SHOPPING: WHAT TO BUY?
Jaisalmer is well-known for its mirror-work embroidered garments and carpets, wooden items, silk textiles, silver jewelry ,blankets, oil lamps, old stonework items, Puppets ,Jootis, exquisitely carved wooden stuff and colorful fabrics. All these items are available at reasonable rates. Jaisalmer is a paradise for tourists who wish to buy authentic Rajasthani items.
Best Markets for Shopping in Jaisalmer
Sadar Bazar: One can buy shawls, mirror work dupattas, carpets, gems jewelry, and beautiful wooden stuff.
Sonaron Ka Baas: This is the market which is true to its name and it means the street of the Jewelers where one can buy the best designs of silver, gold, precious and semi-precious stone ornaments.

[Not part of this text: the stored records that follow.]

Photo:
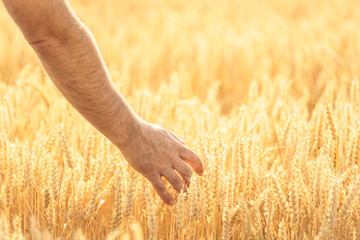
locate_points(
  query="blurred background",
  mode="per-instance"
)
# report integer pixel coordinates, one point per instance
(196, 45)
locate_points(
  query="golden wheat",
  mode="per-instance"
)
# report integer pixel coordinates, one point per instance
(265, 92)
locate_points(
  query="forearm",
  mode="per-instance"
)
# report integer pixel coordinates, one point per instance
(70, 57)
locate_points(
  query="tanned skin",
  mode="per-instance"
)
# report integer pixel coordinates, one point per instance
(71, 58)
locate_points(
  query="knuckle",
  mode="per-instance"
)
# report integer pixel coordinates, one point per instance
(176, 181)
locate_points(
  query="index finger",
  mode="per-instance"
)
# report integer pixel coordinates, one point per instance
(191, 158)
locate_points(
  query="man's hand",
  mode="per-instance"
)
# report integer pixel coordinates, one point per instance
(71, 58)
(155, 152)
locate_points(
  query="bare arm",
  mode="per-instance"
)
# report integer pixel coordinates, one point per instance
(70, 56)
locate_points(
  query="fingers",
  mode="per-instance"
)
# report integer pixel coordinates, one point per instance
(174, 180)
(184, 170)
(176, 138)
(161, 190)
(191, 158)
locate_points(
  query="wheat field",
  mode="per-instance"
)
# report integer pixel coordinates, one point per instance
(265, 92)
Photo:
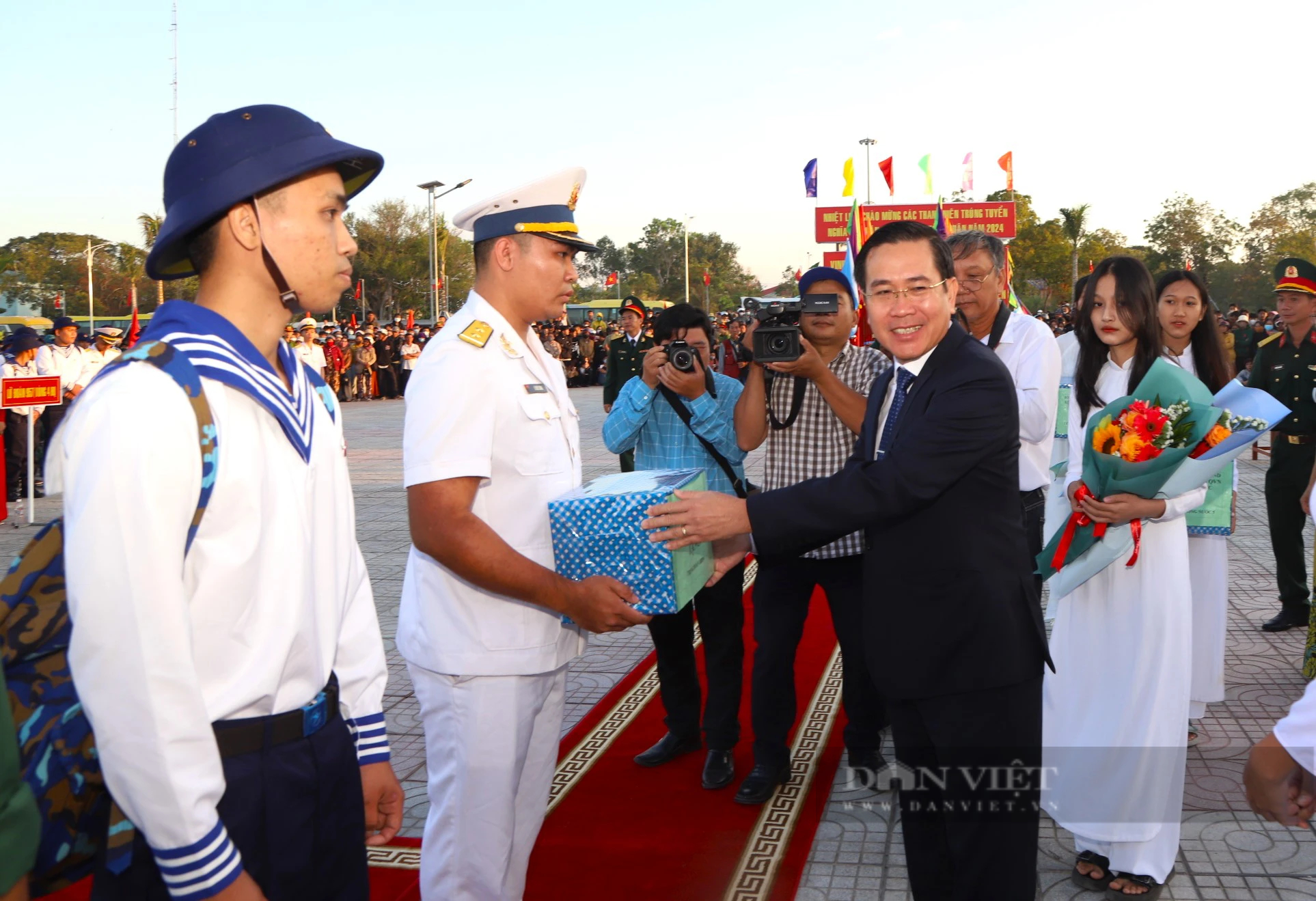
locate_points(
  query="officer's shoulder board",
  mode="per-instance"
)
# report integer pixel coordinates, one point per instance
(477, 333)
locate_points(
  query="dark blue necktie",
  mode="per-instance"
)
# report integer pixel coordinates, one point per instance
(905, 378)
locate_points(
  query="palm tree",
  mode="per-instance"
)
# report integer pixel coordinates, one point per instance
(1075, 230)
(150, 230)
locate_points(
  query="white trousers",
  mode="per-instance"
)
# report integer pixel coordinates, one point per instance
(491, 746)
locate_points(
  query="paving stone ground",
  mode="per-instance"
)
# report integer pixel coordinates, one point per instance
(857, 854)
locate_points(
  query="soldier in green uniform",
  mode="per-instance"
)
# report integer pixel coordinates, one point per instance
(625, 359)
(1285, 366)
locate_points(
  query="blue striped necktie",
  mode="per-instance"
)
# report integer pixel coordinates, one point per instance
(905, 378)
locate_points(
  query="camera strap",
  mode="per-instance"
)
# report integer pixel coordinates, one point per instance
(674, 399)
(797, 402)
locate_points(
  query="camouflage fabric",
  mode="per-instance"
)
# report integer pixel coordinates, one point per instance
(57, 747)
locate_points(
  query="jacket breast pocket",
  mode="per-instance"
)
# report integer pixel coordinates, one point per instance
(540, 443)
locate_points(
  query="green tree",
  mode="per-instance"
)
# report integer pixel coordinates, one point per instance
(1074, 228)
(1189, 230)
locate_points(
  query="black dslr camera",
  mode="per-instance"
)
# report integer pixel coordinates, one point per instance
(777, 339)
(681, 355)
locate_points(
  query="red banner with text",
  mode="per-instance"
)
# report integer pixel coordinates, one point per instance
(832, 224)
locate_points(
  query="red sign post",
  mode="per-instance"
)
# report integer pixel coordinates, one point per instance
(832, 224)
(32, 391)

Manak Chowk: One can buy the beautiful antiques, leather goods, wooden craftwork, textiles, jewelry and many others.
Seema Gram: The market is known for its government shops such as Khadi Gramodyog Bhandar and some other shops that sell local handicrafts including beautiful dupattas and mirror work dress materials.
Pansari Bazar: This is the oldest market of Jaisalmer where people can see the culture of Rajasthan and buy the stuff relevant to it such as textiles, puppets etc.
Bhatia Bazar: Another place to go for shopping in Jaisalmer, where you can buy mirror work dress materials and home decorative items, lamps and wooden items.
CUISINES: WHAT TO EAT?
Jaisalmer is a desert spot with unique cuisine when compared to other cities of Rajasthan. Its cuisine reflects the richness in the culture and closeness to the desert.
Top dishes to enjoy in Jaisalmer:
Dal Bati Choorma
Mughal Chicken Recipes
Local Styled Lassi
Ghotua – Iconic Dessert Item
HOW TO REACH?
By Air: Jaisalmer Airport is a military airport and supports only chartered flights, hence is sparingly used by travellers. Although air travel is generally not considered an ideal mode of transport for travelling to Jaisalmer, some people do travel by air to save on time.Jodhpur Airport is the closest domestic airport that is functional throughout the year. Major cities like Delhi, Mumbai, Chennai, Kolkata and Udaipur have regular flights to Jodhpur. The airport is approximately 5 to 6 hours drive from the city. You can either hire a prepaid or a private taxi from the Airport to reach Jaisalmer.
By Bus: There are no direct buses from Delhi to Jaisalmer as the 17-18 hour drive is too time-consuming and quite exhausting. You can however switch buses in Jaipur from where a state-run sleeper coach operates regularly. Be sure to book tickets in advance as there are limited seats. Some sleeper buses are also available from Jodhpur and Udaipur.
By Train: Jaisalmer is well connected with a wide network of trains covering most of the Indian cities like Delhi, Jodhpur, Jaipur and others. Once you reach the station, there are many auto-rickshaws and private taxis standing outside the station that will take you to the city on a nominal fare.